Wednesday, August 1, 2012

Fabulous Farro

Although I'd heard of farro, also known as Italian wheat, I'd never tried it until last year when I found this bag from Earthly Choice at Costco. Roger and I immediately fell in love with farro's delicious taste, chewy texture and incredible versatility. Farro goes well with sweet or savory ingredients and can be eaten hot for breakfast, cold in salads, as a substitute for pasta, in risotto, pilaf, soups and much, much more.  

What is Farro?

Farro is an unhybridized grain that has been used in many Mediterranean and Mid East cultures for thousands of years, dating back to the Egyptians, Assyrians and Etruscans who brought it to Italy where farro became a staple of the Italian diet, including the mighty Roman army.

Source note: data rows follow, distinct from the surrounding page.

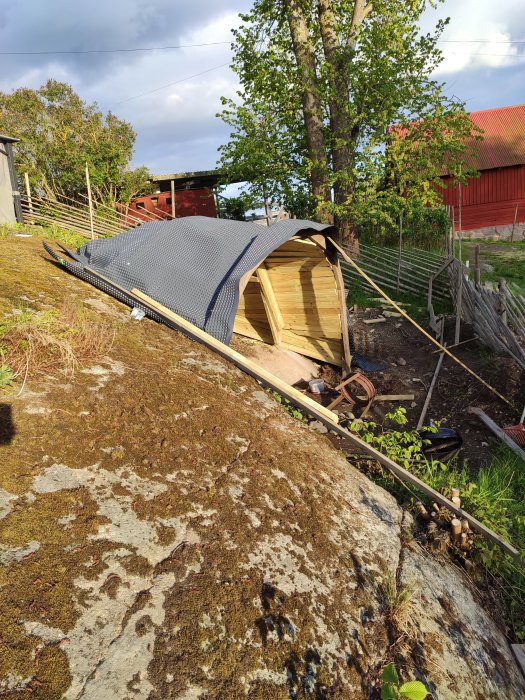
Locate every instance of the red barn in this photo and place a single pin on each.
(494, 203)
(181, 194)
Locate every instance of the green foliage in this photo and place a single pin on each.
(377, 75)
(288, 406)
(59, 133)
(236, 207)
(50, 232)
(7, 376)
(134, 182)
(404, 447)
(494, 496)
(423, 226)
(392, 688)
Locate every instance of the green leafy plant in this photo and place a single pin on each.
(494, 496)
(392, 688)
(7, 376)
(288, 406)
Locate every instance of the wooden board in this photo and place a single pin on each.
(296, 304)
(244, 363)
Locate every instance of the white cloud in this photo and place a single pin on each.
(479, 34)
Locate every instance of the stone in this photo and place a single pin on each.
(318, 426)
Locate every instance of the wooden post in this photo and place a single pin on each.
(430, 390)
(172, 185)
(400, 249)
(90, 201)
(514, 223)
(459, 223)
(271, 305)
(29, 200)
(477, 271)
(459, 305)
(502, 285)
(452, 233)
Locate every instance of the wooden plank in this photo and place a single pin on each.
(371, 282)
(247, 365)
(498, 431)
(273, 312)
(343, 322)
(320, 413)
(429, 394)
(389, 397)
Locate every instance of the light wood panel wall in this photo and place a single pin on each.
(297, 306)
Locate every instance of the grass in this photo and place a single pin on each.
(494, 495)
(38, 342)
(507, 259)
(70, 239)
(413, 304)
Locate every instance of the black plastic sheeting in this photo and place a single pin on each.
(192, 265)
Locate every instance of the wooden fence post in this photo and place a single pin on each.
(459, 304)
(477, 270)
(172, 185)
(90, 201)
(29, 200)
(502, 288)
(514, 223)
(400, 250)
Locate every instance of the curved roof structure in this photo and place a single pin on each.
(192, 265)
(503, 142)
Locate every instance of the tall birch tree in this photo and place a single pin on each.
(322, 82)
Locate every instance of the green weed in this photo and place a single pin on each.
(288, 406)
(494, 496)
(70, 239)
(7, 376)
(392, 688)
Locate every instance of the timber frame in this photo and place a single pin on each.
(295, 300)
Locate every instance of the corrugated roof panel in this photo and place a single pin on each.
(503, 138)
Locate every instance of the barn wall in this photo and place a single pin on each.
(191, 202)
(491, 199)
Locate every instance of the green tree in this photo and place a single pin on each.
(59, 133)
(322, 82)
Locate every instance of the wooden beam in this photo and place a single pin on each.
(238, 360)
(341, 293)
(429, 394)
(271, 305)
(498, 431)
(321, 414)
(414, 323)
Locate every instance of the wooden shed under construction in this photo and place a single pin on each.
(295, 299)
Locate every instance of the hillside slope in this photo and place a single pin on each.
(168, 531)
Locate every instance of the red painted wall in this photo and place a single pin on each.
(187, 203)
(489, 200)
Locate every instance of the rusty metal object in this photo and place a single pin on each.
(353, 398)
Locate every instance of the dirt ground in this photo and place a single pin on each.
(168, 531)
(410, 363)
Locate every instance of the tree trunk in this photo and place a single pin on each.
(304, 51)
(344, 130)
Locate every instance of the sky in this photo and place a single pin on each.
(171, 96)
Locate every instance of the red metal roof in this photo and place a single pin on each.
(503, 138)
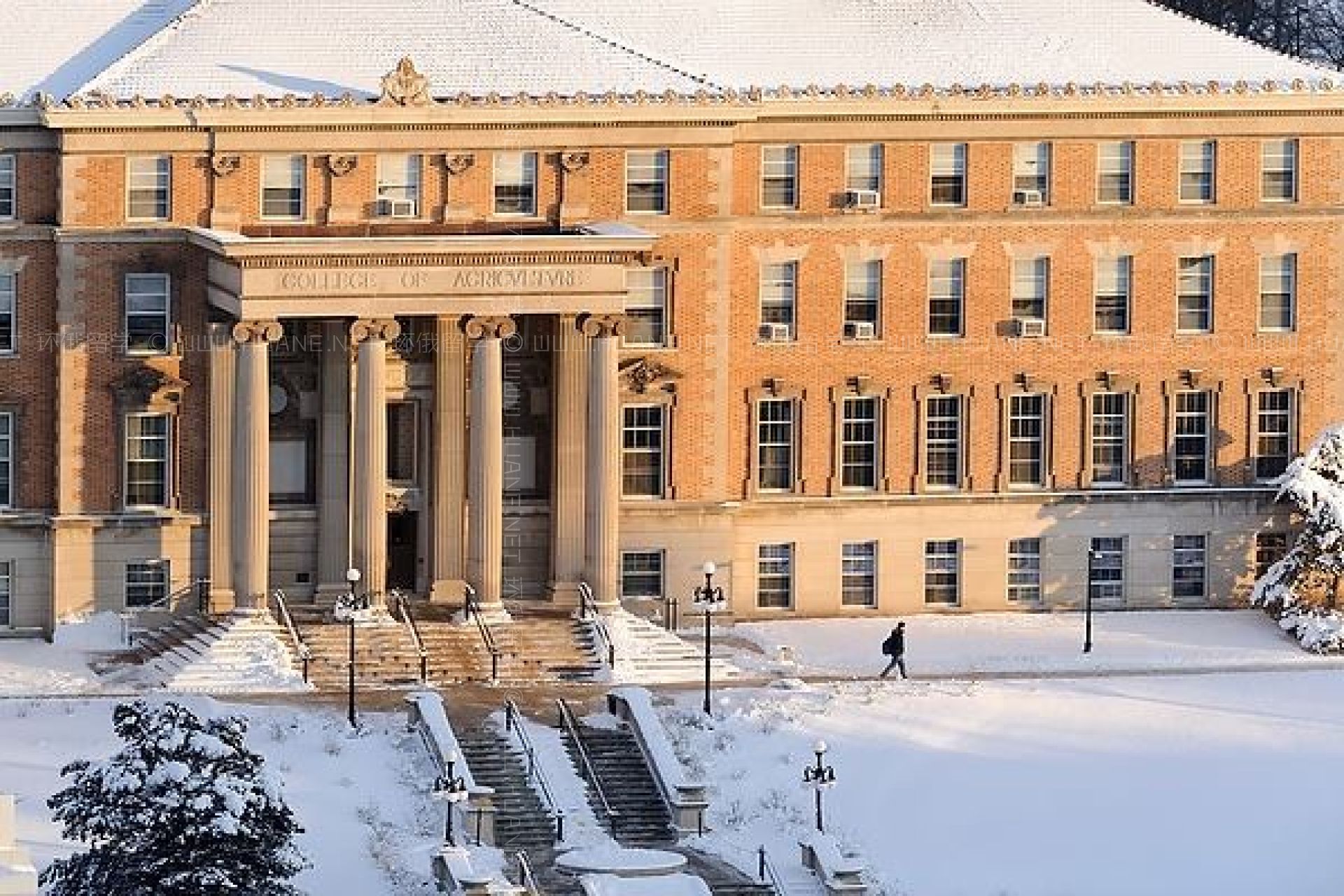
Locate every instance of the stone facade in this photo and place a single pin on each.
(296, 331)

Farro is available whole (intact grain), cracked (whole grain cracked into smaller pieces), pearled (perlato), or semi-pearled (semi-perlato). Nutritionists prefer the whole or cracked form, where the grain, including the bran, is still intact, or the semi-pearled because it retains more of the bran, where the nutrients and fiber are found. The Earthly Choice farro is pearled, which shortens the cooking time to around 15 minutes+/-, making it very easy to prepare.

Because it's apparently not easy to grow and low yielding, farro fell out of favor for a long time. However, it's enjoying a new popularity today for its nutritional benefits, versatility and great taste. Farro is a high fiber, high protein, slow release carbohydrate, rich in other nutrients. A half cup of raw farro is about 170 calories. While I'm glad that it's a healthy food, we don't buy farro for that reason. For us, it's all about how good it tastes.

Where to Buy Farro

I was very sad when Costco stopped carrying farro because I had a tough time finding it locally - until last week. To my great joy, farro (pearled) can be found in the bulk department at the Hendersonville Community Co-op for about $3.59 a pound. Similar stores are a good prospect for finding it where you live. When you consider how many things you can do with a pound of farro, it's a bargain.

Recently I made a farro salad by cooking it in chicken stock, then while it was still warm, I added dried cranberries. When the berries were plumped and the farro had cooled, I added finely chopped parsley, diced green onions, jicama, celery and fresh blueberries. I tossed the salad with a home-made orange vinaigrette and put it in the refrigerator to chill and develop the flavors. When I served the salad, I topped it with diced fresh peaches and chopped pecans. Roger had been out taking down trees, so he was more than ready for lunch. It didn't take a lot of this salad to make him feel full and energized again, and he kept saying how delicious it was.

It's hard to go wrong with farro, so try it for yourself and see how many ways you can use it. If you need inspiration, there are loads of recipes on line.